We next consider respondent's contention that Rule 73( l), Rules of Civil Procedure 1956, expressly requires or contemplates that a supersedeas bond be given in the instant situation. We have grave doubts as to whether this Rule applies, as to matters involving an administrative agency, but assuming arguendo that it does, we are confronted with section 40-254(F) which specifically governs actions to set aside Commission orders as against the general language of Rule 73( l), supra. We held in an analogous situation, Mercado v. Superior Court, 51 Ariz. 436, 441, 77 P.2d 810, 812, that where "* * * there are two provisions applicable to the same subject, one general in its scope and the other covering a limited portion only of the subject included in the general one, the special statute is to be considered as governing the exception * * *." Applying this principle, section 40-254, supra, governs.

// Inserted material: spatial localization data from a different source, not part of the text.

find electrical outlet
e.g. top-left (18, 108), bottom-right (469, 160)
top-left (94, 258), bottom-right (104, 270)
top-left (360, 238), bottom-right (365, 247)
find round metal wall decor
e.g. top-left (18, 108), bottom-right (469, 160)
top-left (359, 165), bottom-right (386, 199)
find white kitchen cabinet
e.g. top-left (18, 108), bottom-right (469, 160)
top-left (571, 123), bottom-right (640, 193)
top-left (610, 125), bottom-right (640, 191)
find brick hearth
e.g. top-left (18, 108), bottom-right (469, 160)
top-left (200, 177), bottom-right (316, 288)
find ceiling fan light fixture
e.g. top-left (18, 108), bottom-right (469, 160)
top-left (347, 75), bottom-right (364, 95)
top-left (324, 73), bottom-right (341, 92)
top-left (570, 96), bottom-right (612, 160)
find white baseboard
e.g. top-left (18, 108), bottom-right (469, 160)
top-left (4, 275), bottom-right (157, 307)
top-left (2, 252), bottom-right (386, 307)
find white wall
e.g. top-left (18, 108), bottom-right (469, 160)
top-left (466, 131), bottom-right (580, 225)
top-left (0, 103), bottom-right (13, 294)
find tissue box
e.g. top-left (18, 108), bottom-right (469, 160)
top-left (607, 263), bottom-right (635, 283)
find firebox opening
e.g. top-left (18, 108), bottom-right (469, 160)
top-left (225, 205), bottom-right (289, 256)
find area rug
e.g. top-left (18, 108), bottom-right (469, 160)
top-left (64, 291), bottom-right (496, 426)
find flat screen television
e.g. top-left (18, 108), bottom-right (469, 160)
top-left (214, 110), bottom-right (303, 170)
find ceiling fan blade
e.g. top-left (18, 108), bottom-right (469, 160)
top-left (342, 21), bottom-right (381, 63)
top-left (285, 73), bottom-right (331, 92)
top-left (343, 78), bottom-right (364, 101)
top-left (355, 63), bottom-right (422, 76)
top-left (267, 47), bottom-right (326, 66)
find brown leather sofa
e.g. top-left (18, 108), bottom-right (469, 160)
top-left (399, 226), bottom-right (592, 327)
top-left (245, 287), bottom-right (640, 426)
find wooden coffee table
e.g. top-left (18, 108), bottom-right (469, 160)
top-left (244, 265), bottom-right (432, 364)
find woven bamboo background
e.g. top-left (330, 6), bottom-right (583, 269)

Hence we hold that the giving of the notice of appeal operated automatically to grant a stay pending a determination of same.
We have repeatedly held that when, as here, an appeal to this court has been perfected the inferior tribunal "loses all jurisdiction of each and every matter connected with the case, except in furtherance of the appeal * * *." (Emphasis supplied.) Navajo Realty Co. v. County Nat. Bk. T. Co., 31 Ariz. 128, 135, 250 P. 885, 887; Ackel v. Ackel, 57 Ariz. 14, 110 P.2d 238, 133 A.L.R. 549; motion for rehearing denied, 57 Ariz. 118, 111 P.2d 628, 133 A.L.R. 556. We agree with petitioner that, where an appeal had already been perfected from the judgment of the lower court, the Commission's revocation of the certificate it had theretofore issued to Whitfield was a direct and plain invasion of the appellate and revisory powers of this court. The order in question certainly did not aid the appeal; rather, it would tend to nullify it. The jurisdiction of this court when properly invoked must be protected. It cannot be defeated or usurped to the extent that its decision when rendered be nugatory.
We hold that the action of the Commission canceling the certificate in question was entered without jurisdiction and such order, therefore, is declared to be void and of no effect.
LA PRADE, C.J., and WINDES, PHELPS and STRUCKMEYER, JJ., concur.